"Gak ada alasan buat gue nolak lo, Kir."
🐥🐥🐥
Apa yang dikatakan mama kemarin terwujud ketika Jemmy datang ke rumah nenekku. Ternyata rumah kosong yang selalu dibersihkan di samping rumah nenekku adalah milik keluarga Jemmy. Aku benar-benar tak ingat jika kami dulu sangat dekat. Apalagi Jemmy tak pernah kulihat ada di rumah itu tiap kali aku berkunjung ke rumah nenek. Fakta yang kuketahui, dulunya rumah tersebut dihuni oleh nenek Jemmy yang sudah meninggal.

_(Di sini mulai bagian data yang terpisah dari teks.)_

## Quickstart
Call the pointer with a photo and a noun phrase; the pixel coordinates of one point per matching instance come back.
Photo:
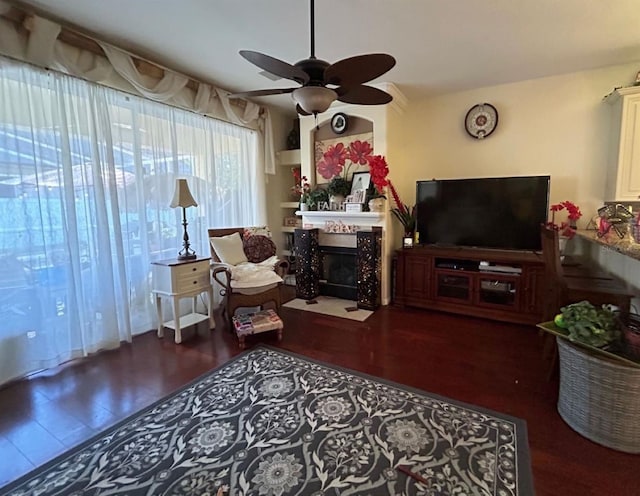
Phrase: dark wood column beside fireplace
(344, 272)
(496, 284)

Tidak seperti kemarin yang sangat penasaran alasan utama perjodohan ini dilakukan. Sekarang aku tahu jelas setelah datang ke rumah nenek. Perjodohan ini adalah sebuah janji yang dilakukan oleh nenekku dan nenek Jemmy. Aku sangat kesal. Kenapa mereka menjanjikan sesuatu yang mempertaruhkan hidup orang seperti ini?

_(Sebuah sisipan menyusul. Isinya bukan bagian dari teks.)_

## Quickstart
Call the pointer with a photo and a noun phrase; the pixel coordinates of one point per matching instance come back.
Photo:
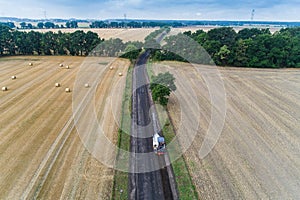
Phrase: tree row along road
(148, 177)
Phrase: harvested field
(41, 154)
(257, 155)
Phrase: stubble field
(41, 154)
(257, 155)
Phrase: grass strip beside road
(120, 185)
(186, 188)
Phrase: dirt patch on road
(257, 154)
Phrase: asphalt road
(148, 177)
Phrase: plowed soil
(257, 155)
(41, 154)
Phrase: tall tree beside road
(161, 86)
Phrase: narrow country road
(148, 177)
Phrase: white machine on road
(159, 144)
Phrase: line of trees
(134, 24)
(46, 25)
(246, 48)
(14, 42)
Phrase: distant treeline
(222, 46)
(247, 48)
(13, 42)
(95, 24)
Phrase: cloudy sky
(277, 10)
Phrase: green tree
(40, 25)
(161, 86)
(131, 52)
(23, 25)
(222, 55)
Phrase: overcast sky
(277, 10)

"Perasaan lo ngelamun terus dari tadi. Kenapa?" tanya Jemmy yang duduk di sampingku sambil memeluk tas selempang di pangkuannya. Kami saat ini ada di dalam kereta.
Aku melirik pada pemuda yang memakai topi bucket itu tanpa mengubah posisi leher sama sekali. Malas sekali menjawab pertanyaannya.
Sejujurnya aku merasa sangat lelah. Perjalanan Indonesia ke Jepang bukan perjalanan yang sebentar. Tetapi melihat keantusiasan Jemmy saat mengajak membuatku ikut penasaran. Barangkali jalan-jalan ini bisa menghilangkan beban sesaat. Entah kenapa hanya aku yang merasa terbebani di sini. Sementara Jemmy tampak biasa dan mulai menerima semuanya.
"Lo lapar ya?" tanya Jemmy lagi karena tak kunjung kusahuti.
Aku mengangguk. Percuma saja menjelaskan semua keluh resah yang kurasakan. Ia pasti tak akan banyak membantu.
"Nanti pas kita turun dari stasiun beli makan dulu kalau gitu."
"Hm."
Tadi Jemmy sudah mengatakan jika ia akan mengajakku ke pulau Enoshima. Sebuah pulau kecil yang terletak di sebelah selatan Prefektur Kanagawa tepatnya di Kota Fujisawa, tempat ini terkenal sebagai lokasi wisata untuk melihat Teluk Sagami dan Gunung Fuji. Aku hanya tahu, tetapi tidak pernah ke sana.
Setelah keluar dari Katase —stasiun Enoshima— kami berjalan lumayan lama untuk menuju pulau tersebut. Belum lagi menyebrangi jembatan yang panjang.
Aku berjalan santai sambil melihat-lihat. Memegang tali tasku dengan tangan yang memainkan resleting. Pemandangan di sini sangat indah. Bahkan, aku merasa nyaman dengan terpaan angin laut. Gemerlap lampu mulai terlihat mengingat sekarang matahari mulai terbenam. Keindahan semburan oren di langit tampak menyenangkan hati. Memandang langit di tengah laut seperti ini tak pernah kurasakan. Walaupun kakiku sudah merasa letih berjalan lama, tetapi semua seakan telah terbayarkan dengan keindahan ini.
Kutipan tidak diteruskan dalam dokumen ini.